Le Premier ministre canadien Justin Trudeau a exhorté lundi les centaines de routiers bloquant le centre-ville d’Ottawa depuis plus d’une semaine pour dénoncer les mesures sanitaires anti-Covid à mettre un terme à leur mobilisation, après un appel à l’aide du maire de la capitale canadienne.

« Il faut que ça cesse », a martelé M. Trudeau, au sortir d’une semaine d’isolement pour cause de Covid, lors d’un débat organisé en urgence à la Chambre des communes.

« Cette pandémie a été nulle pour tous les Canadiens ! », a-t-il tancé, visiblement irrité par les protestations. « Mais les Canadiens savent que la seule façon d’en sortir, c’est de continuer à écouter la science ».

« Le gouvernement fédéral répondra présent », a-t-il promis, sans annoncer toutefois de nouvelles mesures, réclamées par le maire d’Ottawa Jim Watson.

M. Watson a demandé lundi à l’État fédéral l’envoi de 1 800 policiers supplémentaires et d’un médiateur pour mettre fin au « siège » d’Ottawa où il avait déclaré l’état d’urgence la veille. Le chef de la police Peter Sloly a également appelé « à l’aide ».

Les partis d’opposition ont critiqué l’absence de M. Trudeau ces derniers jours. Pour les conservateurs, il est responsable d’une « division jamais vue dans le pays ».

Arrivés en nombre le 29 janvier devant le Parlement et sous les fenêtres de M. Trudeau, entre 400 et 500 camions bloquaient toujours le centre-ville d’Ottawa lundi.

Les protestations se sont étendues ce week-end à d’autres villes canadiennes (Toronto, Winnipeg, Québec…).

Elles ont inspiré des manifestants en Nouvelle-Zélande, où un convoi de camions et camping-cars a bloqué mardi les rues autour du Parlement à Wellington pour protester contre les mesures sanitaires et la vaccination.

En France, des milliers d’opposants au pass vaccinal appellent sur les réseaux sociaux à « rouler sur Paris » samedi, une initiative « prise au sérieux par les autorités », selon une source policière. Certains appellent à une « convergence européenne » ensuite à Bruxelles lundi 14 février.

Au Canada, le mouvement, baptisé « convoi de la liberté », visait à l’origine à protester contre la décision d’obliger, depuis mi-janvier, les camionneurs à être vaccinés pour franchir la frontière entre le Canada et les Etats-Unis. Mais il s’est rapidement transformé en mouvement contre les mesures sanitaires dans leur ensemble et, pour certains, contre le gouvernement.

Certaines rues du centre-ville d’Ottawa, encombrées de poids lourds, restent bloquées à la circulation, les commerces fermés et des abris de fortune ont été installés par les manifestants qui passent jour et nuit à klaxonner, au grand dam des habitants pris dans le bruit et les vapeurs de diesel.

La Cour supérieure de l’Ontario a ordonné lundi aux protestataires de cesser de klaxonner, après un recours collectif de résidents contre les organisateurs de la manifestation, réclamant quelque 10 millions de dollars canadiens (7 millions d’euros).

« Nous ne pouvons pas permettre à une foule en colère » de dicter sa loi, a déclaré Marco Mendicino, ministre de la Sécurité publique. « Cela pourrait créer un précédent sur la façon d’élaborer des politiques au Canada ».
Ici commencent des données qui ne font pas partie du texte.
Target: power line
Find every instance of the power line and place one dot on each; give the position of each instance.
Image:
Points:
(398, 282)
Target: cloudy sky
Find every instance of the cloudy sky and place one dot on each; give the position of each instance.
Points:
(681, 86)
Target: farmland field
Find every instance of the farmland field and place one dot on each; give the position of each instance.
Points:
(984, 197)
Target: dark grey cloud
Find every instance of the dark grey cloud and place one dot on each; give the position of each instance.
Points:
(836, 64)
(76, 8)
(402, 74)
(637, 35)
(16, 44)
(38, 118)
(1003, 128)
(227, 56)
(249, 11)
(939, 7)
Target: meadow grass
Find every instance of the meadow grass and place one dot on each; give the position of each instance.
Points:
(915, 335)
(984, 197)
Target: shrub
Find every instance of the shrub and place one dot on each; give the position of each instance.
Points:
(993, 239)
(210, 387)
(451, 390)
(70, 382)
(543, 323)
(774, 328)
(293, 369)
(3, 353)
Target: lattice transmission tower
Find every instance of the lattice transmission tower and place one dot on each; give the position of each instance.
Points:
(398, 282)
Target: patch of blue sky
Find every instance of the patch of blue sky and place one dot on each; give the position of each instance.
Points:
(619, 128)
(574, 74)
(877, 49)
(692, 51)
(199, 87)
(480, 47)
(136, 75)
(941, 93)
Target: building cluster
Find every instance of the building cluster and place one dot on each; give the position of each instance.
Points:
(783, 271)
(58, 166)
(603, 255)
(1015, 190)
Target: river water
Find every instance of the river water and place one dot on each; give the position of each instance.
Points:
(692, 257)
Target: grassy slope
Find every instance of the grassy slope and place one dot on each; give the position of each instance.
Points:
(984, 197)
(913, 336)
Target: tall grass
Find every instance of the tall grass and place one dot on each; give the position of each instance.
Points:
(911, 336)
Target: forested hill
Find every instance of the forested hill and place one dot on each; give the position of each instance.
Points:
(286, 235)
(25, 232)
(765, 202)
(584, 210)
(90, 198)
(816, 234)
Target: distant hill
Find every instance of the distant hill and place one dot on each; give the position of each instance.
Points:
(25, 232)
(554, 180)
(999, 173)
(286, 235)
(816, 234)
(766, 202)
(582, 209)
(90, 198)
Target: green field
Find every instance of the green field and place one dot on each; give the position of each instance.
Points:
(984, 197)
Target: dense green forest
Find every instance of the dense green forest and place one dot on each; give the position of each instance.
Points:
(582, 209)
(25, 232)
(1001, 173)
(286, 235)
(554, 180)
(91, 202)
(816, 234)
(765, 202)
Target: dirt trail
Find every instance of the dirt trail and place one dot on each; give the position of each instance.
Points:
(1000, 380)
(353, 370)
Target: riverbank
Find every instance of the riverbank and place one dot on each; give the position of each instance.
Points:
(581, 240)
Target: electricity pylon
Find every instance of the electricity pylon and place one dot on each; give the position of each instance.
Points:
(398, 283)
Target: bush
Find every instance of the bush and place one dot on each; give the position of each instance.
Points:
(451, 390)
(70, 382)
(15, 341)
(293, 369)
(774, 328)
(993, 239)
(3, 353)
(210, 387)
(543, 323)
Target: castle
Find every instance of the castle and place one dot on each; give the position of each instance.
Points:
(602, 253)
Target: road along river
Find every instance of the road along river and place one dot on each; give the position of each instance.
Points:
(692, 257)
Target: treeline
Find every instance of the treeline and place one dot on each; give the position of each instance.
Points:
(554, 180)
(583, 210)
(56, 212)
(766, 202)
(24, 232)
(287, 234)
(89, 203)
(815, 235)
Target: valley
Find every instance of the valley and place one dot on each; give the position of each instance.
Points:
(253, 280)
Les politiciens « ne savent pas quoi faire de nous. Mais tout ce qu’ils ont à faire, c’est de revenir à la raison. C’est à eux de résoudre ça », a estimé John Lambert, 59 ans, camionneur et manifestant.

Les manifestants continuent de réclamer « la levée des obligations vaccinales, des restrictions, et le rétablissement des droits et des libertés des Canadiens », a déclaré lundi Tamara Lich, l’une des organisatrices du mouvement, lors d’un live sur YouTube.

« Nous essayons, en ce moment, de tendre la main à tous les partis fédéraux afin que nous puissions commencer des pourparlers et voir comment nous pouvons avancer », a-t-elle ajouté, dénonçant les tentatives d’étouffer le mouvement.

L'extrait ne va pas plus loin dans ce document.